Thanks macropod, understand what you're suggesting - but nothing outside the sub 'tags'. 

Just to check I deleted the macro completely, and tried out your simplified version - now it works, but I'm seeing a new issue which appears to be limited to my existing (extremely large) document. 

In these exampls I've again subbed in { and } for square brackets. 


This is a random piece of text I’ve typed in Word, *{b}these words in bold{/b}*, _{i}and these in italics{/i}_. Works OK (although leaves the formatting in place as well – not a big deal, although the old macro I used didn’t do this​

Now, this is what happens when I macro the existing document I have...


Warren was ready to push for a place, but that he certainly wasn’t likely to threaten either of the *Italians {b}{/b}*any time soon. 

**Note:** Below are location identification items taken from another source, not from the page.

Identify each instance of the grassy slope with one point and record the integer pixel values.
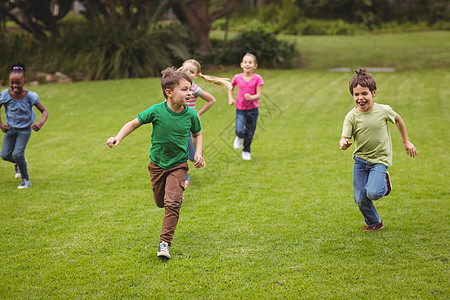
(283, 224)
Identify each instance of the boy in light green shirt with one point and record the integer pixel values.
(367, 124)
(172, 121)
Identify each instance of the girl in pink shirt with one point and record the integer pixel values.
(249, 92)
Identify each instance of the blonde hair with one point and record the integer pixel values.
(251, 55)
(171, 77)
(224, 82)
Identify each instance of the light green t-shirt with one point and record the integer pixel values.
(170, 133)
(370, 133)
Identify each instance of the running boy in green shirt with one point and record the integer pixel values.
(367, 124)
(172, 121)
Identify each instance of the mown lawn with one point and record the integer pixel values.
(281, 225)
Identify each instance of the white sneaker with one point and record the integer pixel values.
(163, 250)
(18, 175)
(246, 155)
(238, 142)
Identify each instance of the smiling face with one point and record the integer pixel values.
(191, 69)
(180, 94)
(363, 98)
(16, 82)
(248, 64)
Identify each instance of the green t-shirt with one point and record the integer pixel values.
(170, 133)
(370, 133)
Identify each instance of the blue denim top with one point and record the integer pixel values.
(19, 113)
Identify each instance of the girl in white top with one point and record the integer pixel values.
(194, 70)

_“I’ll see what we can do,” _he told Warren a couple of days later. “_Rest assured you will make the first team if you want to, but I need to see a little patience from you.”
{i}{/i}_

He didn’t tell Warren that he might not have to wait too long.​

Any thoughts on what's going on there?


----------



## macropod (Apr 11, 2008)

Hi flipsix3,

For me, if I select the wole block of text, the tags are correctly placed either side of the relevant phrases.

FWIW, if you change Selection.Find to ActiveDocument.Content.Find, the whole document will be processed without the need to select anything.


----------



## flipsix3 (Jan 10, 2010)

Thanks for the input - definitely something hokey with my base document I guess - still putting the tags at the end of the formatted sections, but not on any new text I type out. Guess I'll have to live with it on this one

(Tried the switch to 'Active Document' but that does all sorts of werid stuff and cuts my 200 page doc down to about 20!)

Thanks again, macro is working fine (which is what I was after) - just need to sort the document out.



\edit: copy/pasted the whole thing into a new word doc and it's working fine now. Thanks once again.


----------



## GGalloway (Jan 14, 2010)

*Bug with Word Macros*

For some reason I can not use a Macro twice in a row. If I use it it pastes in the text and pictures. If I delete what was pasted from the macro and try to run the macro again I get an error that says hit can not find the file where the content is located.

Any help would be appreciated.

THANKS -- Gordon

Here is the macro:

ub BaseCombo()
'
' BaseCombo Macro
' Macro recorded 1/14/2010 by gallowg
'
Documents.Open FileName:="BaseCombo.doc", ConfirmConversions:=False, _
ReadOnly:=False, AddToRecentFiles:=False, PasswordDocument:="", _
PasswordTemplate:="", Revert:=False, WritePasswordDocument:="", _
WritePasswordTemplate:="", Format:=wdOpenFormatAuto, XMLTransform:=""
Selection.Extend
Selection.Extend
Selection.Extend
Selection.Extend
Selection.Extend
Selection.Copy
ActiveDocument.Close
Selection.PasteAndFormat (wdPasteDefault)
End Sub


----------



## macropod (Apr 11, 2008)

Hi Gordon,

You should start a new thread instead of piggybacking onto an existing one.


----------